In [9]:
import sys
import subprocess

def ensure_packages(packages):
    for pkg in packages:
        try:
            __import__(pkg)
        except ImportError:
            subprocess.check_call([sys.executable, "-m", "pip", "install", pkg])

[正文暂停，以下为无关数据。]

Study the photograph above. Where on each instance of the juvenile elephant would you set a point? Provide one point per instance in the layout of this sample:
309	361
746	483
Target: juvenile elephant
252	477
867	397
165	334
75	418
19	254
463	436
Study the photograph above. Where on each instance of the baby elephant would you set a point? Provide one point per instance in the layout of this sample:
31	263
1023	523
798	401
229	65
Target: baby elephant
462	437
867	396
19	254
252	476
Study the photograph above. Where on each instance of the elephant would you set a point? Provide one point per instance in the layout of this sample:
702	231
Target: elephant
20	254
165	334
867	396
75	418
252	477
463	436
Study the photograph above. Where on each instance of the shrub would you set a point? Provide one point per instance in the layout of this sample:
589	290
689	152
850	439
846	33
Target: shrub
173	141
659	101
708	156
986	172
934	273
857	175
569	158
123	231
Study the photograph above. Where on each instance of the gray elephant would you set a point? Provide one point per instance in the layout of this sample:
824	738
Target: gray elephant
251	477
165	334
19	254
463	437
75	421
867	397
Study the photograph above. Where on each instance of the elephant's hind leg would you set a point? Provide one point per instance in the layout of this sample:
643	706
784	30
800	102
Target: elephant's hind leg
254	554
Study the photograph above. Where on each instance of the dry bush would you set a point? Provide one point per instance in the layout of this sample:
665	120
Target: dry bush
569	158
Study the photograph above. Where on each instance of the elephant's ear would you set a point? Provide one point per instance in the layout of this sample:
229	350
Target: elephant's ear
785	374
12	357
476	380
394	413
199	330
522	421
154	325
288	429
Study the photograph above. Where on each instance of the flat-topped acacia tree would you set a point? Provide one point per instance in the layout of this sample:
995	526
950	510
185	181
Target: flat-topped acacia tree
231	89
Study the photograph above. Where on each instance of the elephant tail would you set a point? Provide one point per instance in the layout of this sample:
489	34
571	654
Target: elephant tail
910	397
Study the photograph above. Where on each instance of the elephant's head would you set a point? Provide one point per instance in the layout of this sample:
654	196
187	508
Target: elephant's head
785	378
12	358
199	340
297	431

ensure_packages(["pandas", "openpyxl"])

import pandas as pd
from pathlib import Path

print("依赖就绪：pandas", pd.__version__)

依赖就绪：pandas 2.2.2


In [None]:
REGION_PREFIX = "云南"
YEARS = ["2017", "2018", "2019", "2020", "2021"]  # ← 按需修改
OUTPUT_CSV_PATH = "temp.csv"
SHEET_NAME = None

In [None]:
RETAIN_COLUMNS = [
    "年份","学校","_985","_211","双一流","科类","批次","专业","最低分","最低分排名","全国统一招生代码","招生类型", "生源地"
]

YN_MAP_TRUE = {"是","Y","y","1","True","true"}
YN_MAP_FALSE = {"否","N","n","0","False","false"}

def to_binary(v):
    if pd.isna(v):
        return pd.NA
    s = str(v).strip()
    if s in YN_MAP_TRUE:
        return 1
    if s in YN_MAP_FALSE:
        return 0
    # 其它未知值保持为空，便于后续人工核查
    return pd.NA

def process_excel_to_df(input_path: str, sheet: str | None = None) -> pd.DataFrame:
    # 读取 Excel，强制以字符串读入，避免类型混乱
    if sheet is None:
        df = pd.read_excel(input_path, dtype=str)
    else:
        df = pd.read_excel(input_path, sheet_name=sheet, dtype=str)

    # 去除列名前后空格
    df.columns = [str(c).strip() for c in df.columns]

    # 校验必需列是否存在
    required_columns = [c for c in RETAIN_COLUMNS if c not in ["专业", "生源地"]]
    missing_required = [c for c in required_columns if c not in df.columns]
    if missing_required:
        raise ValueError(f"缺少列: {', '.join(missing_required)}")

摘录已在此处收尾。